魯山人とはどんな人?生涯・年表まとめ【代表作品や名言、食へのこだわり、壮絶な人生を紹介】

魯山人の功績

功績1「会員制料亭『美食倶楽部』を創設し、使用する食器も自ら創作」

魯山人の食器に盛られた料理

魯山人は1917年に、知人の中村竹四郎とともに古美術店・大雅堂の経営を開始します。主な仕事内容は古美術骨董や陶器を販売することでしたが、次第に陶器を実際に使用することにも興味が芽生え始め、料理を提供するようになりました。

もともと趣味で料理を作っていた魯山人は、陶器に見合うような高級食材を用いて、完成度の高い料理を目指していくようになります。その志を元に1921年に発足されたのが会員制料亭「美食倶楽部」です。のちに魯山人が陶芸家かつ美食家と称されるようになる原点にもなりました。

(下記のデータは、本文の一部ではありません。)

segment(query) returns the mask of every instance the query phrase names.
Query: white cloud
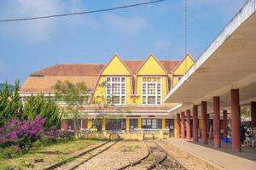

そして、4年後の1925年には会員制高級料亭「星岡茶寮」を開設することになります。星岡茶寮は徐々に有名になり、政財界の大物たちにまで評判が届くようになるのです。1928年には皇室にも料亭の良さが伝わり、元帥陸軍大将だった久邇宮邦彦王夫妻を茶寮に招くことにもなりました。

功績2「生涯に30万点もの陶器を制作」

魯山人の手がけた食器

魯山人がその生涯で手がけた陶器の数は20万点から30万点にも登るとされており、一般的な陶芸家が作成する陶器の数は多くても数万点ほどと言われているため、その数の多さは驚異的と言えるでしょう。そして、2013年に「和食」が世界遺産に登録されましたが、その背景には魯山人の陶器と料理が深く関わっていると言われています。それだけの価値がある器を数十万点も残しているため、陶芸の世界に与えた影響は計り知れません。

また、魯山人は陶器だけでなく、書や篆刻、絵画も手がけており、それらも大いに評価されているため、多種多彩な芸術家ということがわかります。

功績3「人間国宝に選ばれるも、辞退 」

人間国宝に選ばれた落語家 桂米朝

魯山人は1955年に重要無形文化財・人間国宝に選ばれることになりましたが、これを辞退しています。その理由を魯山人はこのように語っています。「作家は作品が永遠にものを言うのだから、勲章なんてアクセサリーはいらない。」と。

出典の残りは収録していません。